Let's take a look at the view resolver configuration for the Heat Clinic:

<bean class="org.broadleafcommerce.common.web.BroadleafThymeleafViewResolver">
    <property name="templateEngine" ref="blWebTemplateEngine" />
    <property name="order" value="1" />
    <property name="cache" value="false" />
    <property name="fullPageLayout" value="layout/fullPageLayout" />
    <property name="characterEncoding" value="UTF-8" />
    <property name="layoutMap">
        <map>
            <entry key="account/" value="layout/accountLayout" />
            <entry key="catalog/" value="NONE" />
            <entry key="checkout/" value="layout/checkoutLayout" />
            <entry key="checkout/confirmation" value="layout/fullPageNoNavLayout" />
            <entry key="layout/" value="NONE" />
        </map>
    </property>
</bean>

To understand what's happening here, we'll walk through an example. Say that the controller responsible for rendering the account pages returns the String account/manageWishlist. Layouts are determined by longest prefix match in the layoutMap as defined above. We can see that the longest match here is the account/ prefix, which corresponds to the layout/accountLayout template.

Both of these items will be resolved by the template resolver, and we will end up with handles on the two files, /WEB-INF/templates/account/manageWishlist.html and /WEB-INF/templates/layout/accountLayout.html. We then know to render the accountLayout layout and embed the manageWishlist fragment inside of it.

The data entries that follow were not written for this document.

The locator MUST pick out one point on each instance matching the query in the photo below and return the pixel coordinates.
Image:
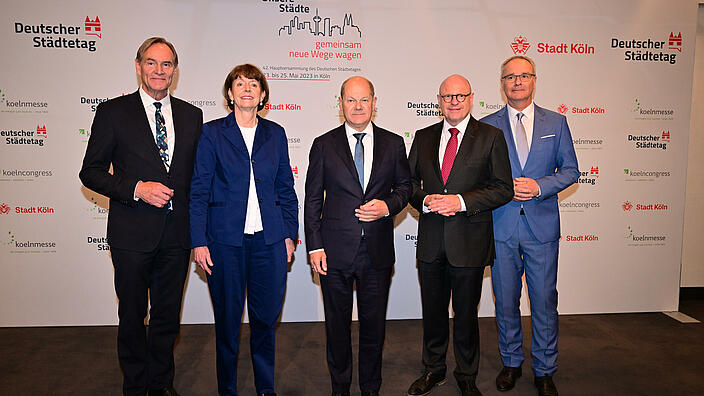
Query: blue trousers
(260, 270)
(522, 253)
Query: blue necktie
(521, 141)
(161, 140)
(359, 158)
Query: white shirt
(150, 109)
(527, 120)
(253, 218)
(444, 138)
(368, 142)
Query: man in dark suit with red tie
(460, 171)
(149, 139)
(357, 181)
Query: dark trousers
(438, 281)
(372, 298)
(260, 270)
(157, 278)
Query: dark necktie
(161, 140)
(359, 157)
(521, 140)
(450, 153)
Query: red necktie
(450, 153)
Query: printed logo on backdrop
(653, 50)
(650, 141)
(636, 238)
(18, 244)
(581, 110)
(100, 243)
(640, 175)
(648, 113)
(6, 209)
(651, 207)
(488, 107)
(10, 104)
(25, 137)
(589, 177)
(579, 206)
(520, 46)
(596, 143)
(334, 41)
(81, 34)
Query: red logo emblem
(520, 45)
(41, 131)
(93, 27)
(665, 136)
(675, 42)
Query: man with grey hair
(527, 229)
(148, 138)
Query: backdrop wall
(620, 71)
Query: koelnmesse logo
(649, 50)
(25, 137)
(637, 239)
(75, 36)
(590, 176)
(22, 105)
(648, 113)
(18, 245)
(650, 141)
(520, 46)
(644, 175)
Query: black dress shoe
(506, 379)
(426, 382)
(168, 391)
(545, 386)
(468, 388)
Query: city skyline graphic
(315, 28)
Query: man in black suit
(460, 171)
(357, 181)
(149, 138)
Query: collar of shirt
(528, 117)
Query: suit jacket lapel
(342, 148)
(144, 132)
(233, 134)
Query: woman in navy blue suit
(244, 221)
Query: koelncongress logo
(634, 238)
(21, 105)
(25, 137)
(520, 46)
(648, 113)
(649, 50)
(589, 177)
(75, 36)
(642, 175)
(16, 244)
(650, 141)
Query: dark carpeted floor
(624, 354)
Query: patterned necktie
(450, 153)
(161, 140)
(521, 140)
(359, 157)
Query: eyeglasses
(513, 77)
(459, 97)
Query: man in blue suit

If a prefix does not match, it will use the fullPageLayout by default.

However, there is an important and powerful exception to this rule. If you request a given URL via XHR (AJAX), the layout will NOT embed the fragment -- instead, the fragment will be returned to you as a standalone piece! This enables rich, AJAX-heavy webpages that still support bookmarking, semantic URLs, and non-JavaScript browsers and search engine crawlers.

If you specify NONE as the layout to use, you are indicating that the page is standalone and will never be embedded in a layout.